Dans la peau du fascisme
La réponse était donc là, quand il procédera, ouvertement, à placer à tous les postes stratégiques, pour son soutien politique et militaire, les originaires de la province du Maniema (terres de sa mère). Pour l’illustrer, nous citerons les postes de Premier ministre, de ministre de la Justice, de président de la Cour Constitutionnelle et de commandant de l’Armée de terre. Ces hommes, tous du Maniema, constituent le socle du pouvoir de Kabila, à côté de la Police et des services de sécurité qui sont, eux, dirigés par les originaires de l’ex-province du Katanga, région natale de son père.
La réponse était donc là, quand le régime prenant la peau du fascisme, bâillonnait toute voix discordante et, au pis-aller, réprimait dans le sang toute manifestation populaire contre ses dérives staliniennes. Combien sont-ils aujourd’hui en prison, ces jeunes faisant partie de mouvements citoyens qui pensent, en s’appuyant par ailleurs sur la Constitution, que Kabila n’a plus le droit de se représenter aux élections ?
La réponse n’était-elle pas là, quand Kinshasa, s’étant rendu compte de la pirouette de l’opposant Tshisekedi (en convalescence, à Bruxelles), qui ne voulait plus de la tenue du « fameux dialogue national», s’était échiné à corrompre son entourage ? Qu’aurait-il été, ce « dialogue national », sinon rien de moins qu’une manœuvre destinée à aider Kabila à se maintenir au pouvoir ? Comme vient, d’ailleurs, de le prouver la décision de la Cour constitutionnelle, le 11 mai, statuant sur « le maintien de Kabila à son fauteuil jusqu’à l’élection de son successeur ». Sans préciser le délai. Légitimant ainsi le « glissement » (propre au lexique politique congolais) dont tout le monde prévoyait…et redoutait. Car, du « glissement politique » au « glissement chaotique », il n’y a qu’un petit pas à franchir.
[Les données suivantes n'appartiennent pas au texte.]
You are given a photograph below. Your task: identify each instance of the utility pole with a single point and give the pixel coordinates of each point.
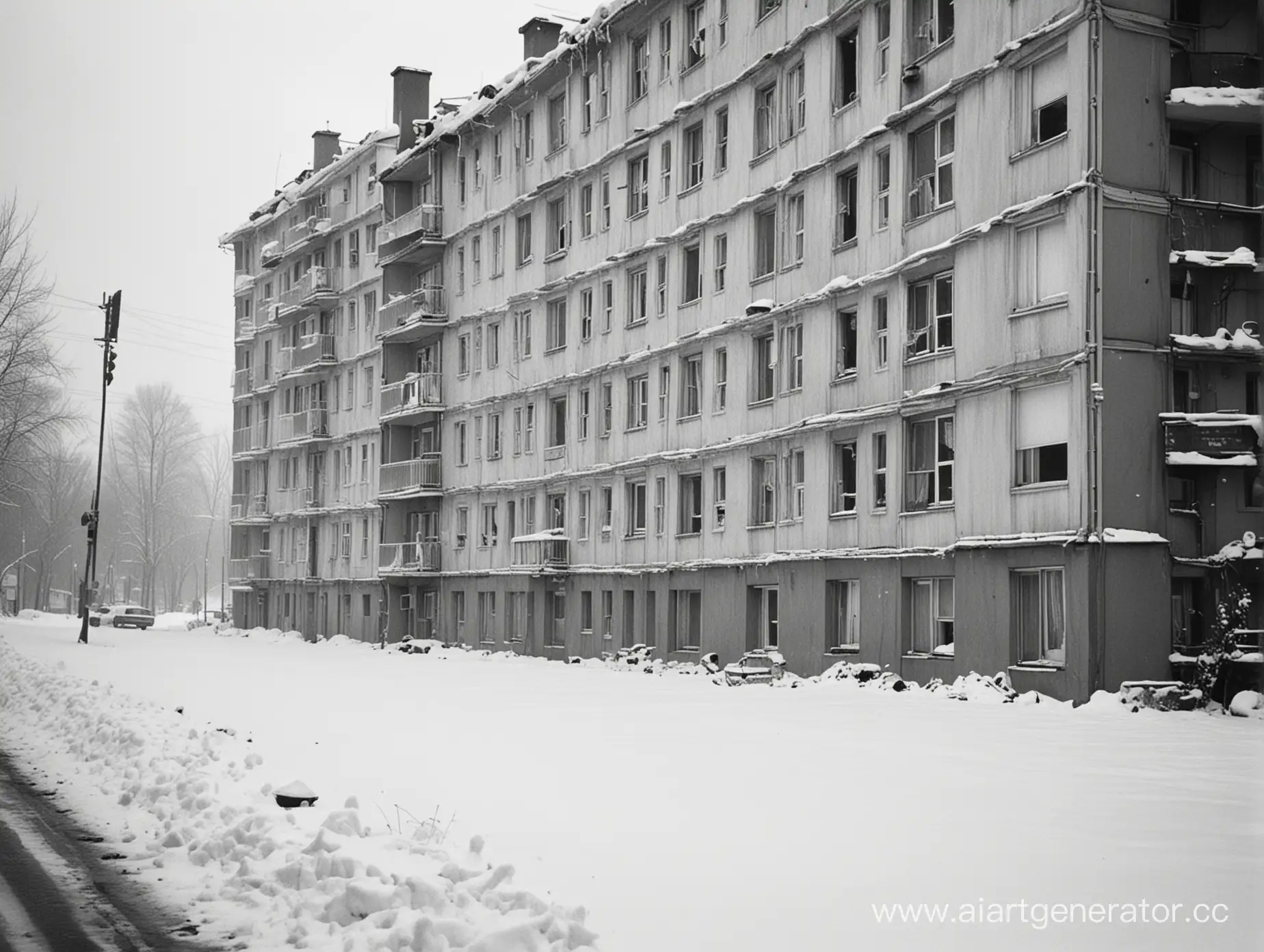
(92, 518)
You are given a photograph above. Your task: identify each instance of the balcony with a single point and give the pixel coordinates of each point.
(408, 558)
(402, 317)
(415, 393)
(1210, 439)
(311, 424)
(548, 551)
(410, 476)
(250, 568)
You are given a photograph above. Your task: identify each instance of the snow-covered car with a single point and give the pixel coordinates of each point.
(122, 616)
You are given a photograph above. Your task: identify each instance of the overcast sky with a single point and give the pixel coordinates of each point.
(138, 132)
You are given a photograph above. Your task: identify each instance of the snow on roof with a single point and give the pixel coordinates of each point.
(1216, 96)
(1238, 259)
(1240, 339)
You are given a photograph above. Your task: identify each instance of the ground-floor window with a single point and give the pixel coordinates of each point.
(687, 618)
(932, 609)
(843, 611)
(1040, 615)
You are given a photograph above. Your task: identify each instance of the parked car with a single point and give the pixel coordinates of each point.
(122, 616)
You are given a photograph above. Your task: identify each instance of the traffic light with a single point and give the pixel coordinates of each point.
(111, 317)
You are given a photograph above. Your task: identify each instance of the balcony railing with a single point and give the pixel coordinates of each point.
(426, 219)
(408, 557)
(416, 391)
(542, 551)
(421, 304)
(421, 473)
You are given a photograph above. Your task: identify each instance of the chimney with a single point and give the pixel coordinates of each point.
(324, 148)
(539, 37)
(411, 101)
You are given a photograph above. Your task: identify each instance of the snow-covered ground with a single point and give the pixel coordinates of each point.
(657, 810)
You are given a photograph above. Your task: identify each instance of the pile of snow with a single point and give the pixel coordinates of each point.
(189, 810)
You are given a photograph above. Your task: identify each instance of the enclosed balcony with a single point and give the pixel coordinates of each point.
(1211, 439)
(416, 393)
(407, 317)
(544, 551)
(408, 558)
(410, 477)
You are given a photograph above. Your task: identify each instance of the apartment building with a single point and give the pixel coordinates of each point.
(906, 333)
(305, 521)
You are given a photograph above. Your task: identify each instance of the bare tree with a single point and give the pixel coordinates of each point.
(153, 464)
(31, 401)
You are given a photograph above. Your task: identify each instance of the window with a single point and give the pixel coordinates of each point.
(720, 497)
(880, 471)
(488, 531)
(845, 618)
(521, 335)
(557, 217)
(1040, 616)
(555, 329)
(794, 225)
(637, 295)
(661, 286)
(931, 153)
(845, 344)
(765, 366)
(585, 314)
(931, 609)
(692, 386)
(882, 12)
(685, 618)
(795, 477)
(640, 61)
(931, 315)
(931, 25)
(1042, 263)
(928, 481)
(557, 122)
(463, 525)
(523, 235)
(845, 208)
(639, 402)
(690, 505)
(721, 140)
(884, 190)
(1042, 425)
(639, 185)
(765, 118)
(721, 381)
(664, 50)
(797, 100)
(585, 211)
(636, 507)
(764, 490)
(696, 33)
(791, 357)
(1046, 86)
(765, 242)
(557, 421)
(880, 333)
(585, 399)
(843, 497)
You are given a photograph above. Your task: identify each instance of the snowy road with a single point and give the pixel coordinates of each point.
(688, 817)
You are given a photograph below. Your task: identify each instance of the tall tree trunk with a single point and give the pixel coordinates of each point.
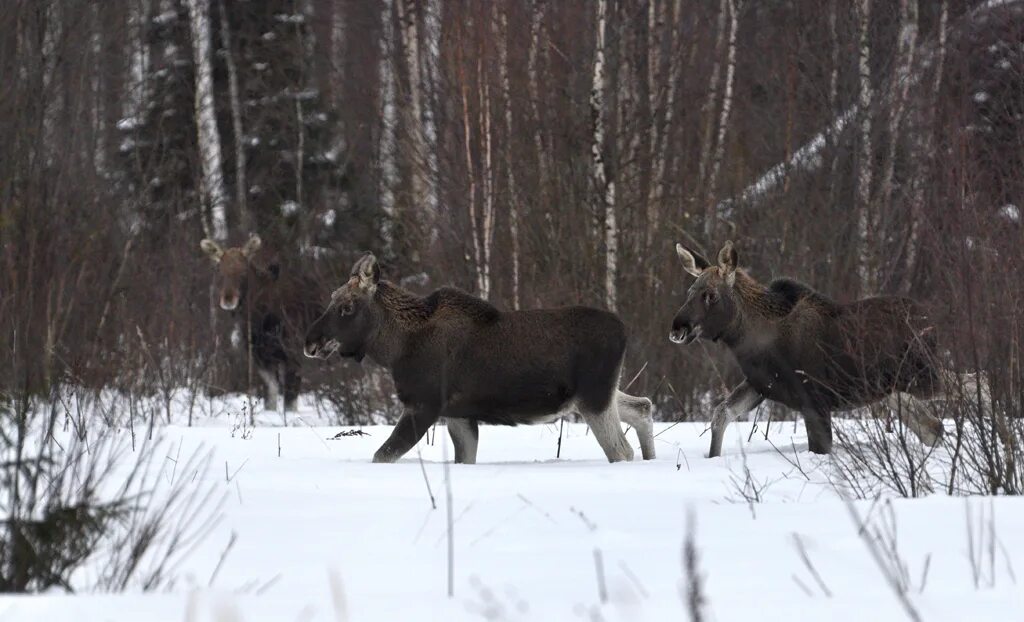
(723, 122)
(708, 110)
(536, 42)
(386, 146)
(206, 119)
(662, 119)
(924, 156)
(486, 175)
(513, 191)
(865, 265)
(906, 48)
(604, 187)
(241, 187)
(423, 193)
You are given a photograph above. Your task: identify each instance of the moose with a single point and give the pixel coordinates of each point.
(455, 356)
(251, 283)
(798, 347)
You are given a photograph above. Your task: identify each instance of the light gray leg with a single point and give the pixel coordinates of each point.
(608, 431)
(913, 415)
(465, 434)
(638, 413)
(741, 400)
(272, 388)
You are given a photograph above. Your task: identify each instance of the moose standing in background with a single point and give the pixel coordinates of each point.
(276, 307)
(455, 356)
(800, 348)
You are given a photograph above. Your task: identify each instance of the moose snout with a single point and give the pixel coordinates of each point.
(682, 331)
(229, 300)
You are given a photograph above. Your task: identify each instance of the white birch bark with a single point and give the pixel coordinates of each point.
(536, 42)
(423, 195)
(431, 60)
(487, 235)
(723, 122)
(206, 119)
(513, 191)
(471, 177)
(906, 48)
(864, 260)
(241, 187)
(708, 110)
(923, 152)
(386, 146)
(604, 187)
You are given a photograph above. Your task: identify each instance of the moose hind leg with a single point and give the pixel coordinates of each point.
(465, 436)
(293, 382)
(608, 431)
(818, 425)
(637, 412)
(741, 400)
(408, 431)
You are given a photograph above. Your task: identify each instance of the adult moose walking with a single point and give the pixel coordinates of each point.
(455, 356)
(799, 347)
(276, 305)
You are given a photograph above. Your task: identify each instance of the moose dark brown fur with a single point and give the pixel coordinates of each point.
(278, 306)
(799, 347)
(455, 356)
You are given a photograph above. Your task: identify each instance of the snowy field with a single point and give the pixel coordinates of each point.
(323, 534)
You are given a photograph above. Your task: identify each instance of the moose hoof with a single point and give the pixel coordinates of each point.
(384, 457)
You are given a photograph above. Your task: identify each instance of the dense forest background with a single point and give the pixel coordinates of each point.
(535, 153)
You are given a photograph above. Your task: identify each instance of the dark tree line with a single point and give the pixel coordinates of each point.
(534, 152)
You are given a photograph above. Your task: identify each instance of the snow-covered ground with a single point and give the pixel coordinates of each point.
(323, 534)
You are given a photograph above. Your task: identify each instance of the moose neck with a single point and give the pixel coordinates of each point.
(398, 313)
(757, 313)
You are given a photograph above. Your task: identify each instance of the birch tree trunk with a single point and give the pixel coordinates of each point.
(471, 177)
(906, 49)
(536, 41)
(708, 110)
(241, 187)
(431, 63)
(487, 177)
(206, 120)
(513, 191)
(864, 255)
(711, 218)
(386, 147)
(604, 187)
(423, 193)
(663, 123)
(924, 153)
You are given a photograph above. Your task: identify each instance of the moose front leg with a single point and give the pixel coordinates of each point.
(408, 431)
(818, 424)
(465, 434)
(741, 400)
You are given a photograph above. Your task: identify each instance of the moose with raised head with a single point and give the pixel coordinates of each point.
(801, 348)
(456, 356)
(276, 306)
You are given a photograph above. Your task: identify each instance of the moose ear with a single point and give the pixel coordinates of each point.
(212, 249)
(252, 246)
(368, 272)
(692, 262)
(727, 262)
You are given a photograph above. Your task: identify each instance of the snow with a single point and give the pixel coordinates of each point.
(325, 535)
(1011, 212)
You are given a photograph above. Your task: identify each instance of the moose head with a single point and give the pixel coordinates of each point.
(233, 265)
(711, 306)
(349, 321)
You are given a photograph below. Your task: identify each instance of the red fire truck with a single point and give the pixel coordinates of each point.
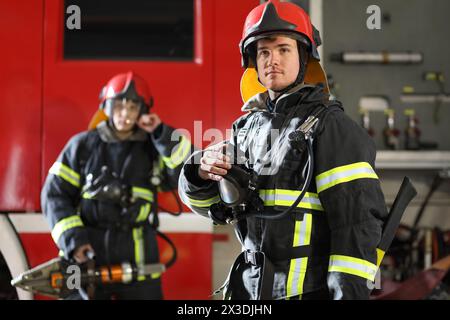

Les épisodes dans ce sens abondent. Mais revenons au « cas Moïse Katumbi », non seulement aujourd’hui à l’affiche de l’actualité, mais également révélateur, sans contredit, des intentions de Kabila de s’incruster au pouvoir. Le feuilleton commence quand l’ex-gouverneur du Katanga décide de claquer la porte du PPRD, le parti présidentiel, en septembre 2015. Dès cet instant, il était déjà dans le viseur de Kabila, et de ce fait, soumis à toute sorte de brimades : suspicions malencontreuses, interpellations à répétition, menaces téléphoniques de mort… La dernière pièce du drame se joue, au début du mois de mai, quand le ministère de la justice procède au tricotage d’une accusation (sans preuve) contre Katumbi, liée au « recrutement de mercenaires étrangers » pour renverser les « institutions démocratiques » de la République, alors que quelques temps auparavant celui-ci venait de se déclarer candidat à la présidentielle.
Attention, avis de tempête !
Là, c’était le bouquet ! Katumbi est traîné devant la justice, à Lubumbashi, capitale de l’ex-province du Katanga. Mais, plus les audiences se multipliaient, plus l’acte drainait des foules devant le Palais de justice. Au point de craindre des émeutes, susceptibles de faire tache d’huile, à travers le pays. D’où la nouvelle de la maladie du « recruteur de mercenaires » et de son transfèrement sans délai, en Afrique du Sud, pour des soins médicaux, assure-t-on. Quelle charité, à rebours, exprimée, du coup, par le même gouvernement accusateur ! En Afrique, on le sait, le mérite d’un adversaire politique, c’est sa mise à mort.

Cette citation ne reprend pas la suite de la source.